Matrices are another important structure in Unity. The position, rotation, and scale in a Transform component is stored in a matrix. A matrix is a 2D array and can be thought of as table with rows and columns.
Defining matrices
In Unity, a Matrix4x4 is used where the basis vectors are defined column wise in the 3x3 section of the table. Note that in other systems, they may be defined as rows. The x axis would span as [1, 0, 0] in the first column, the y as [0, 1, 0] in the second column and z as [0, 0, 1] in the last column. This part of the table gives us the orientation or in other words, the rotation. The last column is used for the position. Scale is represented by the values in the orientation so a [2, 0, 0] would be mean the x coordinate is scaled by two.
The final row is the w component and is needed for the math to work. The last column value of a w component also plays a role in how a vector is transformed.
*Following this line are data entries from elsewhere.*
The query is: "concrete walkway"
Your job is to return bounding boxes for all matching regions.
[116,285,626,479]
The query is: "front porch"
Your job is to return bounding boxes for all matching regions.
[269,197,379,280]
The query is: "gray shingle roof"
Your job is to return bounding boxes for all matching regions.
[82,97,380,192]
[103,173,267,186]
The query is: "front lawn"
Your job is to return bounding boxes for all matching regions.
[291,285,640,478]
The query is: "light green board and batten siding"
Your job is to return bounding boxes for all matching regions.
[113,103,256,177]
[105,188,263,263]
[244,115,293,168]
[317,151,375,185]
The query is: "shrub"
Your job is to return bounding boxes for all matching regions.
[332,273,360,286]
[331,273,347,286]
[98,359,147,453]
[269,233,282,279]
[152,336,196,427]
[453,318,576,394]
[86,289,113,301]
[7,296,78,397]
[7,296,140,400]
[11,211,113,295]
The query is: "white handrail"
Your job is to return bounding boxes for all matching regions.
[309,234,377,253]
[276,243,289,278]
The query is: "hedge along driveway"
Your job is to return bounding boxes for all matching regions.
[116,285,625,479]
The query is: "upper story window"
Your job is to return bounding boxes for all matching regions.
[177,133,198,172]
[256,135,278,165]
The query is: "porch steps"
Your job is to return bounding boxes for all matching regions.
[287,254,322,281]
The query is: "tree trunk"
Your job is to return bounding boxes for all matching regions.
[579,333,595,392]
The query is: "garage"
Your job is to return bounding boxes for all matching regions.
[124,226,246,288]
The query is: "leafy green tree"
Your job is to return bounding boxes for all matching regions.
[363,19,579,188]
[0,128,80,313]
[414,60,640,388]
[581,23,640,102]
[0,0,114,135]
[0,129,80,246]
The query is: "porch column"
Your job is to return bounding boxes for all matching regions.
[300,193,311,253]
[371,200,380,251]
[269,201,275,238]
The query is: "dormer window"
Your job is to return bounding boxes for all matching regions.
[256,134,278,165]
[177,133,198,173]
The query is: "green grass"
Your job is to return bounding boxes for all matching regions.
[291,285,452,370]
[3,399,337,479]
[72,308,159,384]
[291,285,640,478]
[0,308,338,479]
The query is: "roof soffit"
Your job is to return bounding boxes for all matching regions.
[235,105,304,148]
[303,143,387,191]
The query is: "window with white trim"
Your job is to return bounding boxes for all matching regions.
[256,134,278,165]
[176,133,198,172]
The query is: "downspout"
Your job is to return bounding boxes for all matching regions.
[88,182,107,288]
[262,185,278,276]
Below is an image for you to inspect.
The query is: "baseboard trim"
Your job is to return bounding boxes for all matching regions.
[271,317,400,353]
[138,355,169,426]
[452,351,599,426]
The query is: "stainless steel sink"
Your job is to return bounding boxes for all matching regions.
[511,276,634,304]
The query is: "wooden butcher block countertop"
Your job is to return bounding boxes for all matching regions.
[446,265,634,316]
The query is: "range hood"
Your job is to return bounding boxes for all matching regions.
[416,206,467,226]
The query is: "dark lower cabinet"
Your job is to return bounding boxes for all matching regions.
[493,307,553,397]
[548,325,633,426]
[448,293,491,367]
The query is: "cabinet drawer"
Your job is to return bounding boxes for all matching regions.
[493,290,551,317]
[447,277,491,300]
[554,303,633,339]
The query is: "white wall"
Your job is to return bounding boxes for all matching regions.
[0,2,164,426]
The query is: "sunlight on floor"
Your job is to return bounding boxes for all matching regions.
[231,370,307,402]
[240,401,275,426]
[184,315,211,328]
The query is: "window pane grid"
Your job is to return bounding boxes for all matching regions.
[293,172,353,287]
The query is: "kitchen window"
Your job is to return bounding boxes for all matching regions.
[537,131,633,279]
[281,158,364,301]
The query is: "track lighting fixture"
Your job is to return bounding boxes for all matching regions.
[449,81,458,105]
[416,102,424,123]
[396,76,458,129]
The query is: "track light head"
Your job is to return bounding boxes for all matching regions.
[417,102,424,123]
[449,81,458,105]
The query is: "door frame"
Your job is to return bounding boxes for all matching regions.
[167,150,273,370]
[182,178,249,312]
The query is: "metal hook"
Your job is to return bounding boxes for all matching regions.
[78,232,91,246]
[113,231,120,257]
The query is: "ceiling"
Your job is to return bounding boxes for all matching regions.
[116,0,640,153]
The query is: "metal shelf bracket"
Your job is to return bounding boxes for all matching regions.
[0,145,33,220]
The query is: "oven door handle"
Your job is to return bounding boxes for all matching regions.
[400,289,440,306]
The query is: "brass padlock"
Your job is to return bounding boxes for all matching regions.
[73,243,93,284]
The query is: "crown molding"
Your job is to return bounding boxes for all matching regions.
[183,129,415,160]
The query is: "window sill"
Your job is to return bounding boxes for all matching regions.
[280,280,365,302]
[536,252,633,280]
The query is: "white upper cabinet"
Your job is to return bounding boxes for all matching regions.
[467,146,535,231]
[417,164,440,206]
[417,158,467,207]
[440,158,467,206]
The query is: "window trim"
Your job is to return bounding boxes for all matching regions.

A zero would mean that position is not taken into account (relative vector; same vector but just in a different space) while a value of one would (treated as a point).
So what makes matrices important? It is useful in transforming a vector when multiplied by the matrix. For example, Unity simplifies the process of space transformations using matrices. Matrices can also be multiplied by another matrix which combines the transformations.
// Local to world
transform.TransformPoint(localPoint); // w is 1
transform.TransformVector(localVector); // w is 0
// World to local
transform.InverseTransformPoint(worldPoint);
transform.InverseTransformVector(worldVector);
// TransformDirection(vector) would give a normalized vector
// There are also built in matrices such as localToWorldMatrix
// if manual matrix manipulation is desiredAn efficient way to do 90 degree rotations without the use of matrices or quaternions would be to swap the x and y coordinates and negate one to get the rotation. Which one to negate depends on which direction the rotation should occur.